Coenzyme-Q10, or CoQ10, is an oil-soluble vitamin-like substance that helps in aerobic cellular respiration, generating energy in the form of ATP (Adenosine triphosphate). And most of our energy is generated this way. Organs with the highest energy requirements, such as the heart and liver, have the highest CoQ10 concentrations.
Because it also acts as an antioxidant it is often taken as a dietary supplement.
Elderly and sick people may not be able to synthesize Q-10 as they could when younger and in good health, so supplementation may be needed later in life or in illness.
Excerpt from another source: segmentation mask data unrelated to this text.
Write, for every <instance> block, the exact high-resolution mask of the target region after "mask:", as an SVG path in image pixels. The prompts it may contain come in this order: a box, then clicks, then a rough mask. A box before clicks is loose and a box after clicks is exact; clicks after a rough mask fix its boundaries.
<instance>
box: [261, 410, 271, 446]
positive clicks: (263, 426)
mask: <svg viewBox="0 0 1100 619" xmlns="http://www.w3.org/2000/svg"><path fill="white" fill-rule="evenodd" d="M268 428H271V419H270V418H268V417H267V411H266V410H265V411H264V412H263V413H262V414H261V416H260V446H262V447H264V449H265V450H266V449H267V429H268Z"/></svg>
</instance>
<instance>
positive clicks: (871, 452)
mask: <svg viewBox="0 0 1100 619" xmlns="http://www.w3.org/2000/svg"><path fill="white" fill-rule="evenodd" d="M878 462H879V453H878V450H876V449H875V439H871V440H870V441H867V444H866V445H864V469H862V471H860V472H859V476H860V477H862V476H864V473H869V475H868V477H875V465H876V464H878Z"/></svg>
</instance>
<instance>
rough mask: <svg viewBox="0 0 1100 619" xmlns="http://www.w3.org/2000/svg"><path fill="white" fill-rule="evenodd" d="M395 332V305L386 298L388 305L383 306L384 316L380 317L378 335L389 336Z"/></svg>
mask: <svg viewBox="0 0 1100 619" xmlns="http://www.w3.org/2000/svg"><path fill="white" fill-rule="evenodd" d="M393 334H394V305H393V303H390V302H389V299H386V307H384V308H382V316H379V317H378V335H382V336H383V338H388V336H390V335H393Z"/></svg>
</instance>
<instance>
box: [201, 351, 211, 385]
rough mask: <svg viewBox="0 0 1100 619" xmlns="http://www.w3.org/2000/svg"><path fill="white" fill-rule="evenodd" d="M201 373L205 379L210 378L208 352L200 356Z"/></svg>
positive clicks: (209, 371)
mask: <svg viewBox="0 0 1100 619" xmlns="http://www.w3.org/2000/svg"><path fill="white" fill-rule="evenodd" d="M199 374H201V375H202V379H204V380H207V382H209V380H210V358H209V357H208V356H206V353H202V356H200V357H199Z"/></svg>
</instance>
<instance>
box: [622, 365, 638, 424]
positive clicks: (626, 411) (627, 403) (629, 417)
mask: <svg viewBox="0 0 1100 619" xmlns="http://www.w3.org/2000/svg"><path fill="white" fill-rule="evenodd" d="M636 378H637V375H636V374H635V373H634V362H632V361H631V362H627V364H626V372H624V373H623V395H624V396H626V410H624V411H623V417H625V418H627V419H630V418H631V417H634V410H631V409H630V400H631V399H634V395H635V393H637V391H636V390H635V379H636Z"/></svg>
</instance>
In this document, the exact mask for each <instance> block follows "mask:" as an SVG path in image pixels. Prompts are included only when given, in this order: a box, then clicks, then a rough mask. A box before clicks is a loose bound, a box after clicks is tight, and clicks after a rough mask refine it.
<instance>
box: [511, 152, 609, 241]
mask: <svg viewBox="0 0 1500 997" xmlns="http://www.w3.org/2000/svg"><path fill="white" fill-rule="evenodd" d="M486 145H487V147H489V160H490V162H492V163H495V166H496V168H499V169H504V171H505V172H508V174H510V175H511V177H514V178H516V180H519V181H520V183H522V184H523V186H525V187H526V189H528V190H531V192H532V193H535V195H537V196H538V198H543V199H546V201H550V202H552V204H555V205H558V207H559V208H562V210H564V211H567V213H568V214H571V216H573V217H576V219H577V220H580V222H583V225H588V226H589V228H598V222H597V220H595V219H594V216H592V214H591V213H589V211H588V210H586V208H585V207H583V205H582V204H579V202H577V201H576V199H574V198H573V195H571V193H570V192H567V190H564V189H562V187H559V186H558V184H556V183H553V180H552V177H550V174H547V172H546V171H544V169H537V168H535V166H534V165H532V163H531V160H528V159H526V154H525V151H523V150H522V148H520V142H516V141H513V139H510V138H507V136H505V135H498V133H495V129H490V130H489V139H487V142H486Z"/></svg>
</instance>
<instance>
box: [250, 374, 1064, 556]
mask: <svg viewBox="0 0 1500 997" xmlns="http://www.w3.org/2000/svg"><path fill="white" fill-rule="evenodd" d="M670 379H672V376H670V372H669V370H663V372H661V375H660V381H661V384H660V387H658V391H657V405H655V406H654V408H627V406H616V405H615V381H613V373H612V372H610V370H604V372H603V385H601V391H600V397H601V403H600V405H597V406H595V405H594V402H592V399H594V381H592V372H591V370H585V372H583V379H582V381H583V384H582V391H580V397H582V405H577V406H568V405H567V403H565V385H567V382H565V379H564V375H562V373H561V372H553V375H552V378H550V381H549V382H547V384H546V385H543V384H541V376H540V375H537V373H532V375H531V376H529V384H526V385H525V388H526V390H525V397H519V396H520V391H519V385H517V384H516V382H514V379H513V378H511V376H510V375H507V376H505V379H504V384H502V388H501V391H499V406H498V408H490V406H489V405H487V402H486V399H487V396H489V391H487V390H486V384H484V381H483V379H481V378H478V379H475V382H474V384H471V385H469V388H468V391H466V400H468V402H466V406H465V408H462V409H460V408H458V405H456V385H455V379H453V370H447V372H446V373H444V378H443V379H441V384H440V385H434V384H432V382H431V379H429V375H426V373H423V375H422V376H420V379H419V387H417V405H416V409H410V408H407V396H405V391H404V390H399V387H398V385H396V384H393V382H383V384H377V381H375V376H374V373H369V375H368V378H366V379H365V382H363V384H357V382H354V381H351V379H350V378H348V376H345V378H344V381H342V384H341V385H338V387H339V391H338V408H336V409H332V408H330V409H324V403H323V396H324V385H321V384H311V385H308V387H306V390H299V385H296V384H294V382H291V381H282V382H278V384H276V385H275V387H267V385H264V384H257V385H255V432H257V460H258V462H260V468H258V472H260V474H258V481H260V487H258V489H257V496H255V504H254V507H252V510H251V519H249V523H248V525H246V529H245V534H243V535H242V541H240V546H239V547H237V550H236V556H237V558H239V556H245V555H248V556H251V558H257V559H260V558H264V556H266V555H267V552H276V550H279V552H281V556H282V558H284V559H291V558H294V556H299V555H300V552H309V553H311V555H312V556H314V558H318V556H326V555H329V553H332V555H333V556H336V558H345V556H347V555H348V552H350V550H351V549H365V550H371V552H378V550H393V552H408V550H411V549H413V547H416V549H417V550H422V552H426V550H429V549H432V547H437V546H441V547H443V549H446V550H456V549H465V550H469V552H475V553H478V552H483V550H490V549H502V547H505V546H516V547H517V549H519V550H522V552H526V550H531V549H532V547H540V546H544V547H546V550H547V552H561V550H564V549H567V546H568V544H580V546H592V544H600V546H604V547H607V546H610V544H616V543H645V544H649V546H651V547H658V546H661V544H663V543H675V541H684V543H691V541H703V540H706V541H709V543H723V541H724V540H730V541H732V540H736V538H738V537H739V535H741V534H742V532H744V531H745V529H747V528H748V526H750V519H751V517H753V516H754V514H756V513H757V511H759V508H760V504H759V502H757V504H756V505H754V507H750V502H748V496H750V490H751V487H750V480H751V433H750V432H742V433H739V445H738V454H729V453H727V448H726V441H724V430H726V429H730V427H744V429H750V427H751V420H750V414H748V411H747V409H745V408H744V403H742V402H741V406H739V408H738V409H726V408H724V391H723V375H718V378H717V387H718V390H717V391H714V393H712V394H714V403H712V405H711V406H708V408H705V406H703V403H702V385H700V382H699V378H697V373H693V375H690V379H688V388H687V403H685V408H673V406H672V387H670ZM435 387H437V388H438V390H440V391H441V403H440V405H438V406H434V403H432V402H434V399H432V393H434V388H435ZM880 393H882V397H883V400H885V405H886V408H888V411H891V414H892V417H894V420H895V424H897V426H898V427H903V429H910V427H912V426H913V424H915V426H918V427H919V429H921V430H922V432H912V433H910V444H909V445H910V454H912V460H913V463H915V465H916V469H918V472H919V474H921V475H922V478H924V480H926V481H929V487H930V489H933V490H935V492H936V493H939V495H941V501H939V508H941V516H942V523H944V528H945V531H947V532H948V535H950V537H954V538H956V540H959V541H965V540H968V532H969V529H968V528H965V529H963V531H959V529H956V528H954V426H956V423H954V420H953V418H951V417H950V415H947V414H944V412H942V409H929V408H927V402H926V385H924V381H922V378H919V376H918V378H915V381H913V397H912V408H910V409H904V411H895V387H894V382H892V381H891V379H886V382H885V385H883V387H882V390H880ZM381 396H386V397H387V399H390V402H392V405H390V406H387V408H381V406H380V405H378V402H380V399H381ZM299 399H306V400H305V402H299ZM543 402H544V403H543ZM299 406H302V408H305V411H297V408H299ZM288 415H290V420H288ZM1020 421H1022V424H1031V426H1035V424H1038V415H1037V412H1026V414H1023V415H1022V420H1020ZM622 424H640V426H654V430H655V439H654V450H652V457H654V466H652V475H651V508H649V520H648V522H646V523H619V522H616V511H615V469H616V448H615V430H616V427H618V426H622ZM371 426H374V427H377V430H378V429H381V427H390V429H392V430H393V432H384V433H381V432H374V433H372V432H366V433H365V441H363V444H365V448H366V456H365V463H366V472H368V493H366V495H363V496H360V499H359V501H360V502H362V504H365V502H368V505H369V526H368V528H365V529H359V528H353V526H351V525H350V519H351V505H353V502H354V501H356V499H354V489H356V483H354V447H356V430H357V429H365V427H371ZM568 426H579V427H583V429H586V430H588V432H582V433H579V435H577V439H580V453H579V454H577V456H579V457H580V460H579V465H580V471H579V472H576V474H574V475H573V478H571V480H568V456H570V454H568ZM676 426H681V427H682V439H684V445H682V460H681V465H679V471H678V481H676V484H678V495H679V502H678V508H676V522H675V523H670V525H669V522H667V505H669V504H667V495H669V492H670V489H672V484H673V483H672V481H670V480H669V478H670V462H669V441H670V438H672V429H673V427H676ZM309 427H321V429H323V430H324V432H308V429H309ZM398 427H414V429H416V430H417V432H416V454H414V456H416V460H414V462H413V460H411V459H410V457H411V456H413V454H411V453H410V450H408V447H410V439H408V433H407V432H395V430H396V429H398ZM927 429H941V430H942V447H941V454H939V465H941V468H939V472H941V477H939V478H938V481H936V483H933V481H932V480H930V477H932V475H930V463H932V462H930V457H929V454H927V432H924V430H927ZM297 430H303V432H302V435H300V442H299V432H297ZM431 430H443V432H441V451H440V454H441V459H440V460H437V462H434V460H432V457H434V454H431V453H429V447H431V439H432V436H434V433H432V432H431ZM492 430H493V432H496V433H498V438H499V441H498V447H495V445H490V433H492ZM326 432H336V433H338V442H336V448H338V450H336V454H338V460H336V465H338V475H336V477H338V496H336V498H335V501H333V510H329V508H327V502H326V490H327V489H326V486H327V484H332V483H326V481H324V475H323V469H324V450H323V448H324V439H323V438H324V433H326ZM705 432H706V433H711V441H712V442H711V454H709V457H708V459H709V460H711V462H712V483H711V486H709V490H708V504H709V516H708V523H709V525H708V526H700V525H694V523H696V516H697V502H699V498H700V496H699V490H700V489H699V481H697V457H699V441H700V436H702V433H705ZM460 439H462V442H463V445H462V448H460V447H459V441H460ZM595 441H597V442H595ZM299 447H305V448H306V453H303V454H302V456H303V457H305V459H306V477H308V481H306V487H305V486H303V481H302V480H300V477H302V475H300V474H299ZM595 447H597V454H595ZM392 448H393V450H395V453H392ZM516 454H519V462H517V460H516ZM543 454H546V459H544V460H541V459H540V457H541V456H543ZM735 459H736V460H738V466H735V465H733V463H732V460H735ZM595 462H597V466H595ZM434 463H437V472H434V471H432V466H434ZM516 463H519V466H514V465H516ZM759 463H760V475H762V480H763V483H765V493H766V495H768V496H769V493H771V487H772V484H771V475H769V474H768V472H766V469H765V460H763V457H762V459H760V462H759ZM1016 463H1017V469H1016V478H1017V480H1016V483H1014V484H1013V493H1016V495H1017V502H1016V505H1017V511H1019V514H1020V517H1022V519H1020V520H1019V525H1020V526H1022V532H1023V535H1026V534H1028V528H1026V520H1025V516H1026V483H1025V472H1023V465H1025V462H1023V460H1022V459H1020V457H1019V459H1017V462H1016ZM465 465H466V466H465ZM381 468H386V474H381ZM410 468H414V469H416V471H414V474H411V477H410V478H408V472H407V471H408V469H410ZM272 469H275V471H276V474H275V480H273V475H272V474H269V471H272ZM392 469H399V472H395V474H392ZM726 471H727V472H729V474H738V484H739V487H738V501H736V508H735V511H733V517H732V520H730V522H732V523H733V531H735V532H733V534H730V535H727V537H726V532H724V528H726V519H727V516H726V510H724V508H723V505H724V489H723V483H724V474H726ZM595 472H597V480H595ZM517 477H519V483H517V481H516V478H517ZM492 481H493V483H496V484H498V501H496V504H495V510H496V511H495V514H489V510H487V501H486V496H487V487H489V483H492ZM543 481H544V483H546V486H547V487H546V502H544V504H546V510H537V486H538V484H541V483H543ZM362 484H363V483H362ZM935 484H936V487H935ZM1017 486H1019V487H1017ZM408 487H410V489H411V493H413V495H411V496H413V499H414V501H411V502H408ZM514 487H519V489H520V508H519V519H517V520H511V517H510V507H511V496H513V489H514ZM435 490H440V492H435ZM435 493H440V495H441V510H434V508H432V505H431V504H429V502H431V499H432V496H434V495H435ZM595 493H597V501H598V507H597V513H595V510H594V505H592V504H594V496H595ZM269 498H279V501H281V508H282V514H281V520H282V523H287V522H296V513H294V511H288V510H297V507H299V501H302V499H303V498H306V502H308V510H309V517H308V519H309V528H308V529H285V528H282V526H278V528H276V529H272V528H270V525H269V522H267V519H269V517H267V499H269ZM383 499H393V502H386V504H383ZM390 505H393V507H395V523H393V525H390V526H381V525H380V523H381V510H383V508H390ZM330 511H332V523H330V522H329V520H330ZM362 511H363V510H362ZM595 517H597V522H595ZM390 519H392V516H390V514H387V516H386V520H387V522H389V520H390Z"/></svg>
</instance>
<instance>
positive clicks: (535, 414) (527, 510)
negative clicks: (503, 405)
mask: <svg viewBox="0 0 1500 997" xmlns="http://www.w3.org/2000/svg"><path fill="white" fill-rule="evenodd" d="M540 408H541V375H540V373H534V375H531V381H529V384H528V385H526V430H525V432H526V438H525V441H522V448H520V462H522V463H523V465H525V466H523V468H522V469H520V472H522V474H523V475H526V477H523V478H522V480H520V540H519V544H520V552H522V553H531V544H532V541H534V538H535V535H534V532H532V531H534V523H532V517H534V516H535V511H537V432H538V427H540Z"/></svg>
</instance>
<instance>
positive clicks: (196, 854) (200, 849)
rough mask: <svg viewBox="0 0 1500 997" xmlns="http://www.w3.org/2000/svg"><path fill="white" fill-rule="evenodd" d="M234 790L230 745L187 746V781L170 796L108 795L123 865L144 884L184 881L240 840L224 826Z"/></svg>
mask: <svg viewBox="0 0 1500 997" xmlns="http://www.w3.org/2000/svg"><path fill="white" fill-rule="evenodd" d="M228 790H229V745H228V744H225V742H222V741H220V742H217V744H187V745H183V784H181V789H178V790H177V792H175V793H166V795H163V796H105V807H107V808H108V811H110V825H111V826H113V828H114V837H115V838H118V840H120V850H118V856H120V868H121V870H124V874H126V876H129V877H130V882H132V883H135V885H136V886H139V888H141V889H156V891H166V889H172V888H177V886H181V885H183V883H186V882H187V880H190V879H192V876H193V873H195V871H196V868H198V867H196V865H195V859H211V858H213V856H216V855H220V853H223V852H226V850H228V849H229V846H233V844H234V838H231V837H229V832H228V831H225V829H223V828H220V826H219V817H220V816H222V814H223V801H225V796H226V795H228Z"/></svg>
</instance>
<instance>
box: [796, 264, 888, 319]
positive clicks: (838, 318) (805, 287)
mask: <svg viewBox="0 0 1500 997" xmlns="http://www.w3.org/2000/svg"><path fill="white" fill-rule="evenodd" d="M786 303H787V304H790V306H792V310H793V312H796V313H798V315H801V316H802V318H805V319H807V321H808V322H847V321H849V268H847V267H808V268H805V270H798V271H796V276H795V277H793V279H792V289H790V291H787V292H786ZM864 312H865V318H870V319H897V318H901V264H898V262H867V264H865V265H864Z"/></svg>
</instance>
Physicians also prescribe it as treatment for some of the very rare and serious mitochondrial or other metabolic disorders.
People taking statin drugs may want to discuss with their doctor supplementing CoQ10. While blocking cholesterol production in the liver, statins also block production of CoQ10. A Columbia University study found that CoQ10 levels were reduced by half after only 30 days of statin treatments.
Even brief exposure to a statin drug causes a marked decrease in blood CoQ10 concentration. Widespread inhibition of CoQ10 synthesis could explain the most commonly reported adverse effects of statins, especially exercise intolerance, myalgia, and myoglobinuria.
Reference: The American Medical Association, Archives of Neurology.